Yes - I can see how a 60 yard vehicle would be a challenge!! :lol: :lol:



Sideways86 said:


> You try to find a site near Annecy that will let me and my faithful trailer in.


I think this one would. They were very laid back and accommodating when we were there a couple of years ago. 45.827274,6.18781

Merry Christmas

Dave


----------



## Sideways86 (Feb 25, 2009)

*Re: benefits*



Zebedee said:


> Sideways86 said:
> 
> 
> > I book because I drag another 10yds long Bike trailer with a BMW on it! and by the way its usually July and August which has a lot to do with it lol
> ...


Dave

thanks for the help, what is it called, just had a snooper built in to the stereo sat nav with the 60yd beast and to be honest haven't got my head around location numbering yet

I think the beast will stick now! lol


----------



## Sideways86 (Feb 25, 2009)

*Re: benefits*



barryd said:


> Sideways86 said:
> 
> 
> > Zebedee said:
> ...


Good call Barry, if you will excuse the question, How is the wind now my friend (weather)


----------



## Zebedee (Oct 3, 2007)

*Re: benefits*



Sideways86 said:


> . . . what is it called, just had a snooper built in to the stereo sat nav with the 60yd beast and to be honest haven't got my head around location numbering yet.

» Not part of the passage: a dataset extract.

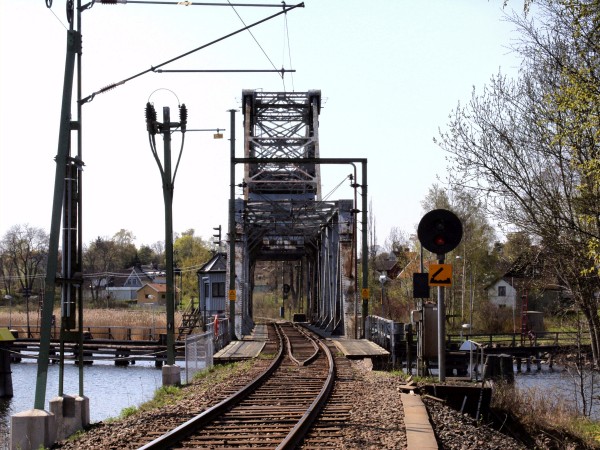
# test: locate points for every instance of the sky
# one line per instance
(390, 73)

It's called Camping les Champs Fleuris.

Suggest you paste the co-ordinates into Google Maps and you can have a good look at the location. 45.827274,6.18781

It's about 10km from Annecy which we thought was perfect. Far enough away not to be too busy but a lovely ride on the pancake flat, tarmacked cycle track. Right by the lake and a popular spot for hang and paragliding, so the entertainment was built in.

Dave


----------



## Easyriders (May 16, 2011)

Some of the best (and cheapest) ACSI sites are not in the book, but on the website.

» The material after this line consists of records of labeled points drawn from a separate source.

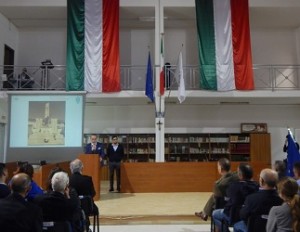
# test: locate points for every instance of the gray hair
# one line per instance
(76, 166)
(270, 177)
(20, 182)
(59, 181)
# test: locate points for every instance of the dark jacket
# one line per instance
(99, 149)
(115, 155)
(18, 215)
(82, 184)
(237, 193)
(4, 190)
(260, 203)
(56, 207)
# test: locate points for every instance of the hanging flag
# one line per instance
(162, 83)
(93, 62)
(162, 72)
(292, 154)
(149, 80)
(180, 80)
(224, 44)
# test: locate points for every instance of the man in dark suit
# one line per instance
(115, 153)
(261, 202)
(236, 194)
(220, 188)
(58, 205)
(4, 189)
(16, 213)
(82, 184)
(94, 147)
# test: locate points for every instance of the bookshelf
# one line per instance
(194, 147)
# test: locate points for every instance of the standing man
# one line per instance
(115, 153)
(94, 147)
(4, 189)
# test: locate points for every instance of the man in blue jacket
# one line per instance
(115, 153)
(94, 147)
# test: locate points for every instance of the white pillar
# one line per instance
(159, 100)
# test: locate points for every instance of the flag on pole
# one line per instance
(149, 80)
(224, 44)
(180, 79)
(93, 62)
(162, 72)
(292, 153)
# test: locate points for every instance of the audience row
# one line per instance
(26, 207)
(238, 201)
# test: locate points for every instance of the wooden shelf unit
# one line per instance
(195, 147)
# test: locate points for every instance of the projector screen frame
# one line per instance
(34, 154)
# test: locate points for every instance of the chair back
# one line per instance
(257, 223)
(87, 204)
(63, 226)
(220, 202)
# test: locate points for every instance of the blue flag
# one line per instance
(149, 80)
(292, 154)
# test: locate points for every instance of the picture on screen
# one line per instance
(46, 123)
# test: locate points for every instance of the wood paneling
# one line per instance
(174, 177)
(260, 148)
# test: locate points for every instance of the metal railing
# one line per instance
(133, 77)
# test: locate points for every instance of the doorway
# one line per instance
(9, 59)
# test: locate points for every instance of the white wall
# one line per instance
(38, 44)
(270, 46)
(9, 36)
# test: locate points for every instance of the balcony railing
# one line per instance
(266, 77)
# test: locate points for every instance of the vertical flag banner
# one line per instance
(162, 72)
(224, 44)
(292, 154)
(180, 80)
(149, 80)
(93, 62)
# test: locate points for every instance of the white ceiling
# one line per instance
(55, 16)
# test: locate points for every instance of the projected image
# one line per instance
(46, 123)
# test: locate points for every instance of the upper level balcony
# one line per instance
(133, 78)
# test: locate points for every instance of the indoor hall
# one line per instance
(151, 211)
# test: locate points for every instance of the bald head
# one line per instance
(76, 166)
(268, 178)
(20, 183)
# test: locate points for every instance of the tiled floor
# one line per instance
(151, 211)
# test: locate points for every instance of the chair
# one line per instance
(63, 226)
(257, 223)
(87, 204)
(220, 202)
(234, 216)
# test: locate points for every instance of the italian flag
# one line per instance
(224, 45)
(93, 62)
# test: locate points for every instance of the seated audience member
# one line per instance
(17, 214)
(50, 175)
(296, 170)
(35, 189)
(4, 189)
(220, 187)
(261, 202)
(236, 194)
(81, 183)
(280, 168)
(287, 216)
(57, 205)
(77, 214)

It's also worth checking what the price would be without using the card at participating sites, because sometimes it's cheaper not to use the card!

Also, many sites will give a much reduced rate for long stays.

Nevertheless, there are some sites that offer superb facilities and are well worth €18, so a couple of nights at a site like this and you've got your investment in the card back.


----------



## nukeadmin (Oct 10, 2003)

Outdoorbits (I think?)

Yup we have them in stock now
http://www.outdoorbits.com/acsi-campingcard-2014-guide-book-p-3663.html


----------



## jedi (Nov 22, 2007)

I use ACSI occasionally. But paying just over £10.00 for it direct from Holland, I save that in one night.

Used a site near Venice a couple of years ago that was €45 per night - with ACSI it was €15 per night  

If you are single it is worth checking whether paying the site rate is cheaper. I have found this at some sites. One site even charged me half the rate because I was on my own. I think they felt sorry for me :lol: 

Jed


----------